Re: rescan scsi

Dave Cinege (dcinege@psychosis.com)
Sat, 21 Jun 97 21:55:50 -0500


On Sat, 21 Jun 1997 21:29:17 -0400 (EDT), Richard B. Johnson wrote:

>>
>> Uhhhhuuumm. How do pull down resistors build up are charge?
>
>The terminating resistors put a load on the bus (I think it is 2 mA per
>bit). If you instantly remove this load, the voltage will increase because
>of the series inductance of the bus. Theoretically, with any inductance and
>any current, at t[0] the voltage will tend towards infinity. Practically
>speaking, built in ESD protection diodes will clamp this voltage to a
>safe level because the amount of energy one can store in the inductance
>of practical cables is very low.

Paired with the capacitance of the cable this would equal about nil.....

>The real getcha is the problem of messing up the bus phase of an active
>bus. Note that both the drives and the controller are capable of driving
>the bus. They can't do this at the same time.

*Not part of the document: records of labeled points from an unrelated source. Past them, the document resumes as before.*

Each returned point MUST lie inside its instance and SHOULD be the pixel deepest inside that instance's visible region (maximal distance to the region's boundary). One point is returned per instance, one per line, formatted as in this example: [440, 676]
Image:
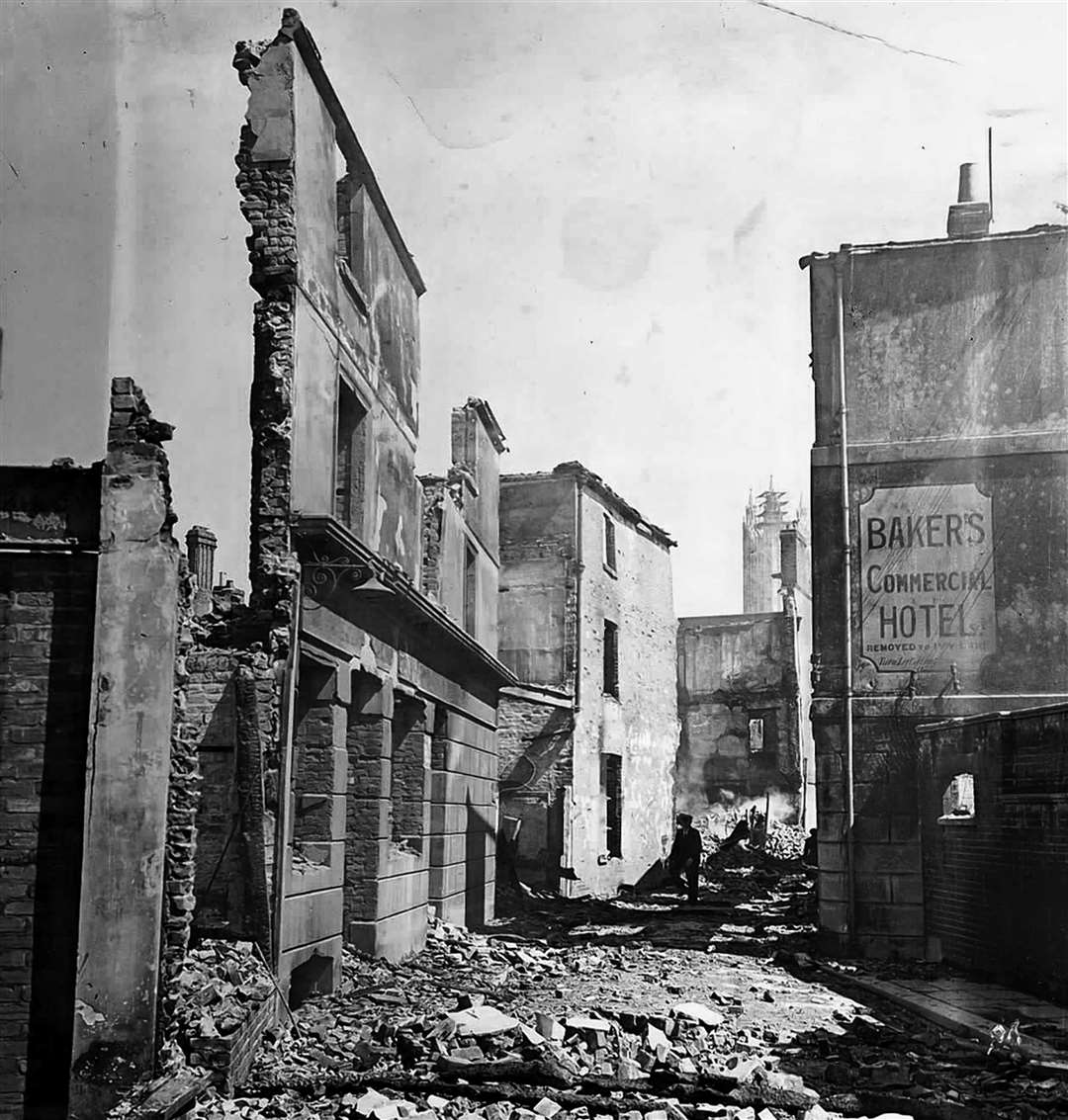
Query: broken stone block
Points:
[369, 1102]
[531, 1036]
[482, 1020]
[627, 1069]
[549, 1028]
[698, 1012]
[587, 1022]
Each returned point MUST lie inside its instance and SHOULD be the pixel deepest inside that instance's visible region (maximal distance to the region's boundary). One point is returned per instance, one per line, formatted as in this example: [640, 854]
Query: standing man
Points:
[683, 859]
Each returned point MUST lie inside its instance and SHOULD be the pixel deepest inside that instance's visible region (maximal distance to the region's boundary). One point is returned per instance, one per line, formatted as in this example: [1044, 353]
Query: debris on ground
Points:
[634, 1008]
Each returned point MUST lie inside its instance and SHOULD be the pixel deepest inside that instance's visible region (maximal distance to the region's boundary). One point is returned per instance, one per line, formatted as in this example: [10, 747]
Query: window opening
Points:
[958, 801]
[471, 588]
[613, 805]
[608, 544]
[611, 658]
[756, 734]
[349, 458]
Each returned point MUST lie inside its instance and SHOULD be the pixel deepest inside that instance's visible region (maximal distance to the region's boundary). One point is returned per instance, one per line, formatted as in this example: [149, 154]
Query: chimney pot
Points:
[968, 184]
[968, 216]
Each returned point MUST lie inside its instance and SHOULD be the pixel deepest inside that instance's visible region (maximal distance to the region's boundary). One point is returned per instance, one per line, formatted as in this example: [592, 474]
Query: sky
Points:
[607, 203]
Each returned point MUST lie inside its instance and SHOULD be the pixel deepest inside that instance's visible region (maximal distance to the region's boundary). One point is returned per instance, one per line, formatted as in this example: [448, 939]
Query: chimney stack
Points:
[201, 546]
[968, 216]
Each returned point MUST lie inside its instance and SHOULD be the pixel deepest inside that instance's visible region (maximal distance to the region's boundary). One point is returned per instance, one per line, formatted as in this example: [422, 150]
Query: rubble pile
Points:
[220, 987]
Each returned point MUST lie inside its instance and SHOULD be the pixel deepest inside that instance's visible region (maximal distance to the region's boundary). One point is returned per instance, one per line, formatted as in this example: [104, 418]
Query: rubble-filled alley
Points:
[639, 1007]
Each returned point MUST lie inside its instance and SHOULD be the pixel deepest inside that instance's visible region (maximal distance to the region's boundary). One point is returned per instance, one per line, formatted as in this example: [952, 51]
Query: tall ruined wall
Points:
[47, 604]
[734, 668]
[640, 726]
[957, 380]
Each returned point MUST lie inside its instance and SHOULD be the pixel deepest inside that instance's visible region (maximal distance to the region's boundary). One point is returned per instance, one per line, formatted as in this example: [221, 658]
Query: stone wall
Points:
[956, 380]
[995, 881]
[535, 745]
[734, 668]
[47, 601]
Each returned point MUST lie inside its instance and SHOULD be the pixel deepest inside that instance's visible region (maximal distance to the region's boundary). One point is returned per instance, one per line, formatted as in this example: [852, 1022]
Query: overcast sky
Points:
[607, 203]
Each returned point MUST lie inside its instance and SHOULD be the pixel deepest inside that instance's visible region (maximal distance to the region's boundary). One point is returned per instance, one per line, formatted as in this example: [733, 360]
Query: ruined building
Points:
[946, 595]
[91, 850]
[761, 549]
[313, 766]
[743, 681]
[588, 737]
[373, 765]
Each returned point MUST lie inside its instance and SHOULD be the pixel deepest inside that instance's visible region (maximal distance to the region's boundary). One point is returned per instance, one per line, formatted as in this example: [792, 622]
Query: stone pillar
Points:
[201, 545]
[128, 760]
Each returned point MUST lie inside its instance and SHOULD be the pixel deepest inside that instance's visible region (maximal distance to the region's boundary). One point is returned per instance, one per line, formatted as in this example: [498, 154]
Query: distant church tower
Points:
[764, 521]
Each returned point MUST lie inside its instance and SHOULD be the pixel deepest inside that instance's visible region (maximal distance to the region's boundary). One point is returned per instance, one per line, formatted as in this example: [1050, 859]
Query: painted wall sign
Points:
[927, 577]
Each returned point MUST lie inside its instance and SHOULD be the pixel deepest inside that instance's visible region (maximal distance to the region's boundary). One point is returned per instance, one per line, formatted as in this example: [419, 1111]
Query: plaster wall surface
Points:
[128, 763]
[538, 579]
[995, 882]
[47, 603]
[956, 377]
[733, 668]
[641, 725]
[558, 590]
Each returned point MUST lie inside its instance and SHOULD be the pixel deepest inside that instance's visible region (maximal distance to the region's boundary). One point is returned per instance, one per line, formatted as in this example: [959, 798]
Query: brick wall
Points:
[535, 745]
[46, 649]
[997, 883]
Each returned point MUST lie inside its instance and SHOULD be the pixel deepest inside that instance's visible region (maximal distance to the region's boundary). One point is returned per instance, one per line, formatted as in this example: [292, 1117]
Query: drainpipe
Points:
[578, 591]
[846, 595]
[285, 779]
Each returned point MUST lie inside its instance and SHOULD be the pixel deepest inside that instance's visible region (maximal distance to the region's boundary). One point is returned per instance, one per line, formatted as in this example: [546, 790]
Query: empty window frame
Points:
[756, 734]
[471, 589]
[613, 806]
[611, 658]
[608, 544]
[958, 801]
[349, 458]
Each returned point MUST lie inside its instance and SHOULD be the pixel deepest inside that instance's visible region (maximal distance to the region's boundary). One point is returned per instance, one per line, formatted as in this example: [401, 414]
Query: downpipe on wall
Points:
[846, 596]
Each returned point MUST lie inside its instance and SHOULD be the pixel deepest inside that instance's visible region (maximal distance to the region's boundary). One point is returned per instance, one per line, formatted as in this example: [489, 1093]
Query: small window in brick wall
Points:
[756, 734]
[471, 589]
[613, 805]
[608, 544]
[958, 801]
[408, 774]
[611, 658]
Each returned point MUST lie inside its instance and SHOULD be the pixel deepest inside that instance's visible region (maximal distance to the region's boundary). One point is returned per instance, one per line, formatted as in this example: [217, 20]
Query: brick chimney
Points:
[968, 217]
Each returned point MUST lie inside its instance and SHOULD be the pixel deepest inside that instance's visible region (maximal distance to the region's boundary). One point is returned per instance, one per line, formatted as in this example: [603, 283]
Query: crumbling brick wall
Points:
[997, 883]
[46, 651]
[535, 747]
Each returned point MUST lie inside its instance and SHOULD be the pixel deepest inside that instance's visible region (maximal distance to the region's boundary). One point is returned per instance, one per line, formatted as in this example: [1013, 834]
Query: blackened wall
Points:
[46, 654]
[997, 882]
[956, 370]
[733, 668]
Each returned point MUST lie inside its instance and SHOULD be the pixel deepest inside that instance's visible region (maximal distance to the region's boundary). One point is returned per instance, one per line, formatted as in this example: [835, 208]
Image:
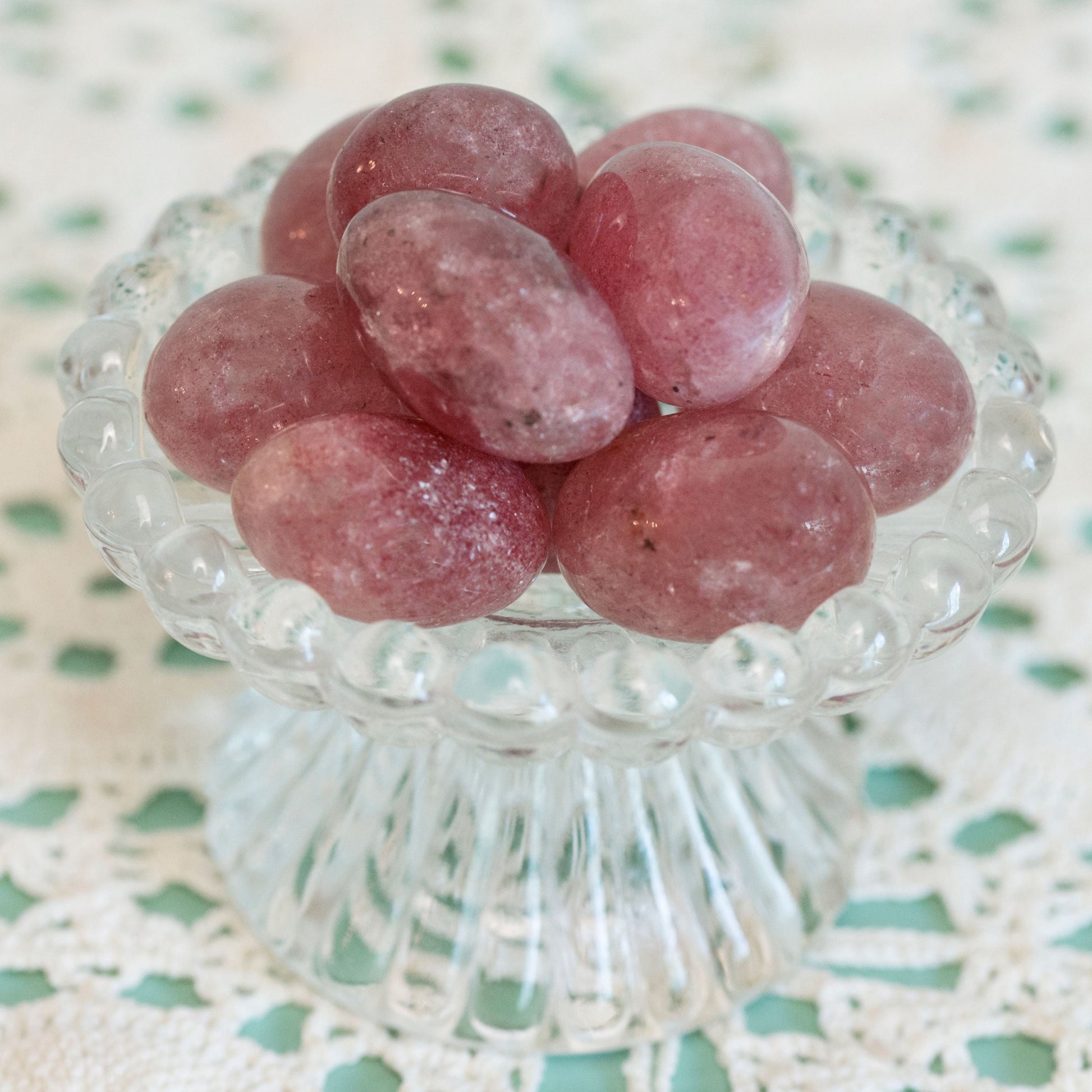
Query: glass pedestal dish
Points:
[538, 831]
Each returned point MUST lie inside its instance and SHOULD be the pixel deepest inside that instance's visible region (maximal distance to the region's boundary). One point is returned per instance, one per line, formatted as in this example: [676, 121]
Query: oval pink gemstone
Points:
[386, 518]
[485, 143]
[746, 143]
[691, 525]
[485, 330]
[700, 264]
[296, 236]
[548, 478]
[882, 384]
[247, 361]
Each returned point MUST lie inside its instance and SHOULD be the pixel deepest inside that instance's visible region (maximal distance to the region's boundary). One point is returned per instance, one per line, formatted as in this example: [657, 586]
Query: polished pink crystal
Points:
[296, 236]
[548, 478]
[484, 329]
[746, 143]
[247, 361]
[700, 264]
[485, 143]
[688, 525]
[883, 386]
[386, 518]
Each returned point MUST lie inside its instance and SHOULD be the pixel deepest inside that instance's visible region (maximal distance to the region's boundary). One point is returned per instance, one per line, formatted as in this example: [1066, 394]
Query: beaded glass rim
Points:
[547, 675]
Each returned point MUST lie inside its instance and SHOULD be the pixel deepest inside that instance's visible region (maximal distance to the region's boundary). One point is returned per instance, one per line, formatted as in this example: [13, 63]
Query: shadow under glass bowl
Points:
[539, 831]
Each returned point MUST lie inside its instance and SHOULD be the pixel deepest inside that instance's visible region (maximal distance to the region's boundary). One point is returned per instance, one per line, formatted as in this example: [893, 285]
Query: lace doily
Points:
[965, 959]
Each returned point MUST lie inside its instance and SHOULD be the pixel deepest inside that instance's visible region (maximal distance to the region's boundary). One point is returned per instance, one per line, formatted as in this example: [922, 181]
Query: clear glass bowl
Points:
[536, 830]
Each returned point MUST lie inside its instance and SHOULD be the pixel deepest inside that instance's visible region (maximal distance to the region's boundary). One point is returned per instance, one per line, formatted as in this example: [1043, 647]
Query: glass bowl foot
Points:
[565, 907]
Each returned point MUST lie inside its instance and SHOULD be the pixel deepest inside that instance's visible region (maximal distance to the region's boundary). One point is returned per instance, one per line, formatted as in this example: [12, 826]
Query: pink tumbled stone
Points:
[883, 386]
[247, 361]
[485, 143]
[746, 143]
[484, 329]
[386, 518]
[688, 525]
[700, 264]
[548, 478]
[296, 236]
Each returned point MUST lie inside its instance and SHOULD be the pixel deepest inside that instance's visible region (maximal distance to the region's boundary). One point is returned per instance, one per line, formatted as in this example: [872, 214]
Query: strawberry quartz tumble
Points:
[386, 518]
[747, 144]
[691, 525]
[485, 330]
[884, 387]
[245, 362]
[482, 142]
[701, 265]
[296, 236]
[548, 478]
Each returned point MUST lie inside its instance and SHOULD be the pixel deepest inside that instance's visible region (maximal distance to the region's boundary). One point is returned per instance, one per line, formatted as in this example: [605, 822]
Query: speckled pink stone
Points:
[484, 329]
[386, 518]
[700, 264]
[880, 384]
[485, 143]
[296, 236]
[548, 478]
[691, 525]
[247, 361]
[746, 143]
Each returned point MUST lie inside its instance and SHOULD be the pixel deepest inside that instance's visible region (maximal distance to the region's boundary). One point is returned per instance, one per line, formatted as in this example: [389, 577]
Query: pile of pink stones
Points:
[450, 376]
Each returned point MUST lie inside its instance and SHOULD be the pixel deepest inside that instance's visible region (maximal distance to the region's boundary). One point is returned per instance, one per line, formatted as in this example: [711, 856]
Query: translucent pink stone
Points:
[386, 518]
[703, 268]
[485, 330]
[548, 478]
[245, 362]
[691, 525]
[296, 236]
[483, 142]
[746, 143]
[870, 377]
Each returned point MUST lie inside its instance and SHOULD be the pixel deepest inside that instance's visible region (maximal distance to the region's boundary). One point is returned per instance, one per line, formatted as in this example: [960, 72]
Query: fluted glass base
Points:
[567, 906]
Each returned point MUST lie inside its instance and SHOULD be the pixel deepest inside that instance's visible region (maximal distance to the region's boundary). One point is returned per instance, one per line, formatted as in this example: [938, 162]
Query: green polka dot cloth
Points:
[963, 960]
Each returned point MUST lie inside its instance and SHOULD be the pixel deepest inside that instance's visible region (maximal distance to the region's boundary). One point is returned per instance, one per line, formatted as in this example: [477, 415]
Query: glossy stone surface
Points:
[746, 143]
[548, 478]
[386, 518]
[296, 236]
[247, 361]
[484, 329]
[703, 268]
[883, 386]
[691, 525]
[485, 143]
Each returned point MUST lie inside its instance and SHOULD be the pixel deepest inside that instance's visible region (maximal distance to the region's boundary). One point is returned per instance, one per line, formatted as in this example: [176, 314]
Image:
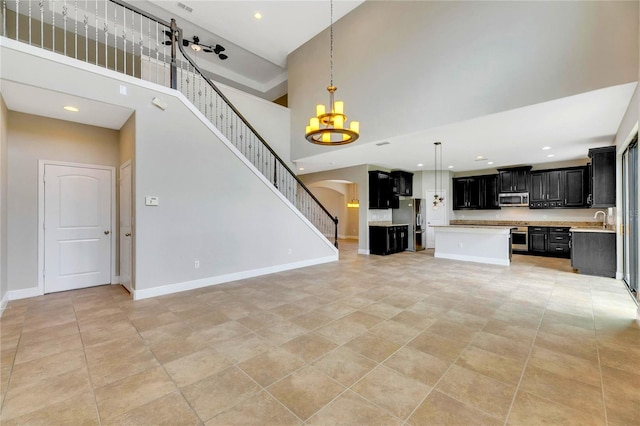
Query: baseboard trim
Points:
[24, 293]
[4, 302]
[221, 279]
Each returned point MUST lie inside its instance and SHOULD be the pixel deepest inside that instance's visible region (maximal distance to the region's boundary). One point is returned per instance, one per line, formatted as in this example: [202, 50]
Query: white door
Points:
[434, 217]
[77, 227]
[125, 225]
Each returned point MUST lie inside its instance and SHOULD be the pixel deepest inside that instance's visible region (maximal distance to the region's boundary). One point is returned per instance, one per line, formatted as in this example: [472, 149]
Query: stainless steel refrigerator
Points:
[411, 211]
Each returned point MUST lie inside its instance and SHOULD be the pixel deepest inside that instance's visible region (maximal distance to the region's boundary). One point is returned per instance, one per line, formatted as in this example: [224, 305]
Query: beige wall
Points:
[127, 153]
[3, 200]
[440, 62]
[32, 138]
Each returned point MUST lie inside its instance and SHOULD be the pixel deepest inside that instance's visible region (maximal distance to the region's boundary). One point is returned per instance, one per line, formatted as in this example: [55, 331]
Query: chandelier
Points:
[328, 126]
[438, 197]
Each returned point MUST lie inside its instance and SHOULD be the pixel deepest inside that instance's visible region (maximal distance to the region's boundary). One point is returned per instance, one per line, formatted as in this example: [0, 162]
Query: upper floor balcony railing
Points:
[118, 36]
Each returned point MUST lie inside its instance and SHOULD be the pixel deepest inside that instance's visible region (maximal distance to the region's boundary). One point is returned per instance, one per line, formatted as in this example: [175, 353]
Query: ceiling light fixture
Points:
[197, 46]
[328, 128]
[438, 198]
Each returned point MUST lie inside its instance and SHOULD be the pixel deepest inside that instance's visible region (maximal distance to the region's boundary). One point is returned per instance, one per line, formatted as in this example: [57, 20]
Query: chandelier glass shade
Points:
[328, 127]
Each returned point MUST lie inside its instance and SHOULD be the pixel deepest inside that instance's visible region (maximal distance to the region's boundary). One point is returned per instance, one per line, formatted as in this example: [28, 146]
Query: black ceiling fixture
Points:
[197, 46]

If one of the data bits
>is driven high by one perhipheral and low by another, something has to
>go.

But that something does not mean a spike, that can cause psychical damage.
It means the entire bus doesn't know what is going on and takes a massive
shit. Data that is in transit could be corrupted...that's it.

>Because modern SCSI busses are designed for high-speed, the output
>drivers are not current limited well enough to always survive. They
>can usually take a short-circuit to common (ground), but can't sink the
>current from a bit that's being driven high by another device.

When did we go to pure ground? A digital low and ground are two very
different things....

>Hot-swap devices have an interface transceiver. It has the NOT of all
>the bus bits ORed into its enable pin. It does not connect until the
>instant that all the bits are low. Upon disconnect, it sets the enable
>pin false before you can extract the device.
>
>This protects the bus and its devices. It remains for the drivers and
>the Operating System to restore the machine state because you probably
>disturbed something.
>
>Stop-A on the Sun will quiet the SCSI bus .... but .... Most people are
>lucky!

Again, if the bus is inactive, not dead/quited but just inactive, you stand
no chance of doing any physical damage, as long as the device is not
charged with static. If it is active the chances are still basicly nil,
though data does have a high probability of getting screwed up.